Dans le fond de mon coeur,
ton nom et ta croix seuls
resplendissent en tout temps et en toute heure;
de cela je puis me réjouir.
Montre-moi en image,
pour me consoler dans ma détresse,
comment toi, Seigneur Christ, si doucement
tu as saigné jusqu'à la mort.

Lecture : Jean 19, 25-30

Choral 37 « Hilfe, Christe »

O fais, Christ, Fils de Dieu,
par Ta souffrance amère,
que constamment soumis à Toi
nous évitions tout vice ;
Que Ta mort et sa cause,
avec fruit nous méditions
et faiblement,
nous T'offrions nos sacrifices.

Lecture : Jean 19, 31-42.

Choral : « Ruht Wohl »

Repose en paix, sainte dépouille
que désormais je ne pleure plus.
Repose en paix
et mène-moi aussi vers le repos.
Le tombeau, tel qu'il vous est destiné
et qui en outre ne recèle aucune détresse.
m'ouvre le ciel
et ferme les enfers.

Choral final 40 "Ach Herr, lass dein lieb Engelein"

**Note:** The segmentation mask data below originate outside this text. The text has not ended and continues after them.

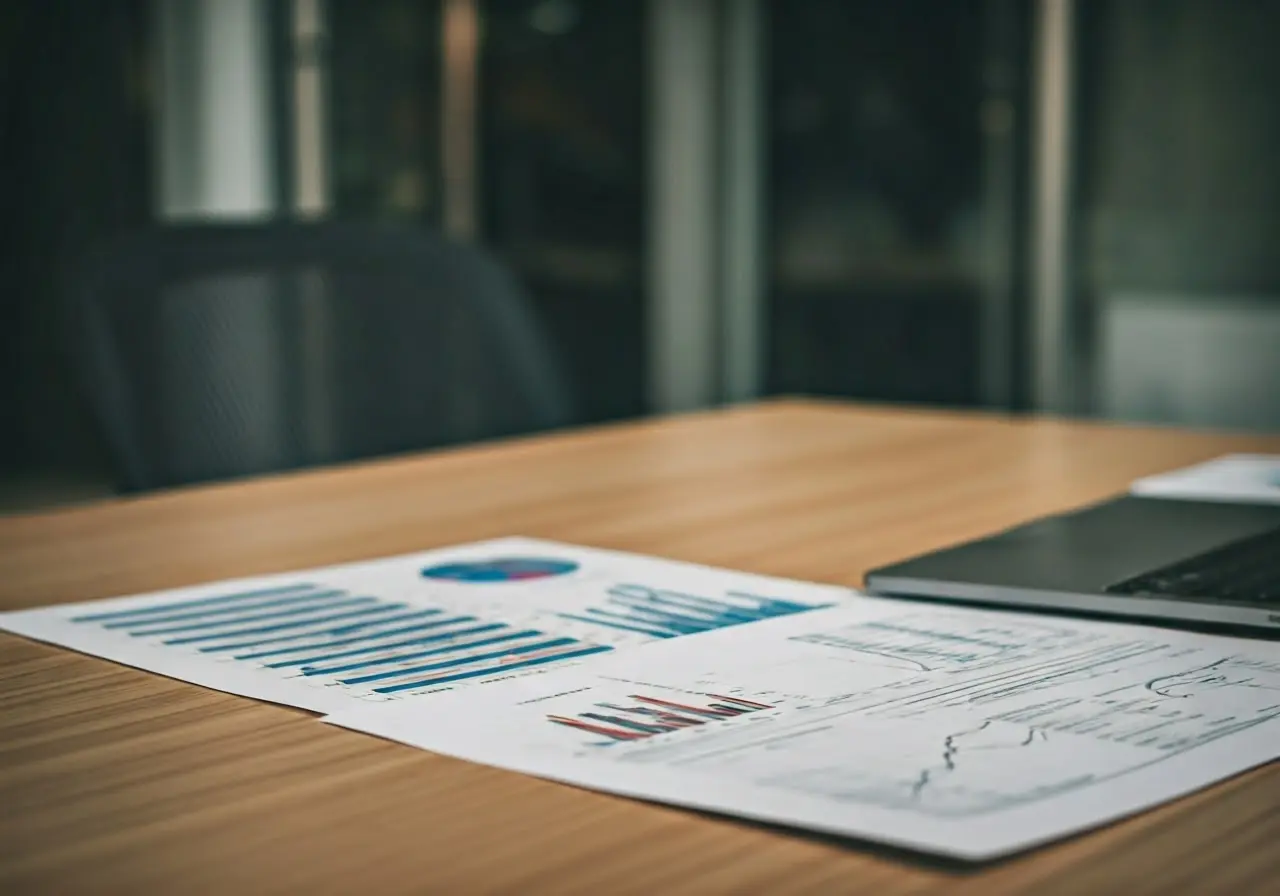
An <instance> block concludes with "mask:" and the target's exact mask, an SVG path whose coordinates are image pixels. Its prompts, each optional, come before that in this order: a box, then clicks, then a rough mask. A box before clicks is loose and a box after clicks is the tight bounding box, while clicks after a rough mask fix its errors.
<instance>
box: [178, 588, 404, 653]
mask: <svg viewBox="0 0 1280 896" xmlns="http://www.w3.org/2000/svg"><path fill="white" fill-rule="evenodd" d="M374 603H375V604H376V603H378V602H376V599H375V600H374ZM392 609H404V604H378V605H376V607H370V608H369V609H353V611H348V612H346V613H335V614H334V616H321V617H319V618H315V620H294V621H292V622H279V623H276V625H271V626H257V627H253V628H237V630H236V631H220V632H216V634H214V635H192V636H191V637H170V639H169V640H168V641H164V643H165V644H195V643H197V641H221V640H223V639H227V637H239V636H241V635H268V634H270V632H274V631H288V630H289V628H306V627H307V626H314V625H320V623H323V622H337V621H338V620H351V618H355V617H357V616H369V614H370V613H385V612H388V611H392Z"/></svg>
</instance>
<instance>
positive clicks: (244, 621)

Ah, Seigneur, laisse tes chers angelots,
à la dernière extrémité, mon âme
porter (par eux) dans le sein d'Abraham;
mon corps, dans sa petite chambre de repos,
bien doucement, sans aucun tourment ni peine,
(laisse) reposer jusqu'au dernier jour!
Alors, de la mort éveille-moi,
que mes yeux te voient
en toute joie, ô fils de Dieu,
mon Sauveur et Trône de grâce!
Seigneur Jésus Christ, exauce-moi;
je veux te louer éternellement!

Lecture de la Bible

Evangile de Jean, chapitre 19, versets 17 à 22

17  Jésus, portant sa croix, arriva au lieu du crâne, qui se nomme en hébreu Golgotha.
18  C'est là qu'il fut crucifié, et deux autres avec lui, un de chaque côté, et Jésus au milieu.
19  Pilate fit une inscription, qu'il plaça sur la croix, et qui était ainsi conçue: Jésus de Nazareth, roi des Juifs.
20  Beaucoup de Juifs lurent cette inscription, parce que le lieu où Jésus fut crucifié était près de la ville: elle était en hébreu, en grec et en latin.
21  Les principaux sacrificateurs des Juifs dirent à Pilate: N'écris pas: Roi des Juifs. Mais écris qu'il a dit: Je suis roi des Juifs.
22  Pilate répondit: Ce que j'ai écrit, je l'ai écrit.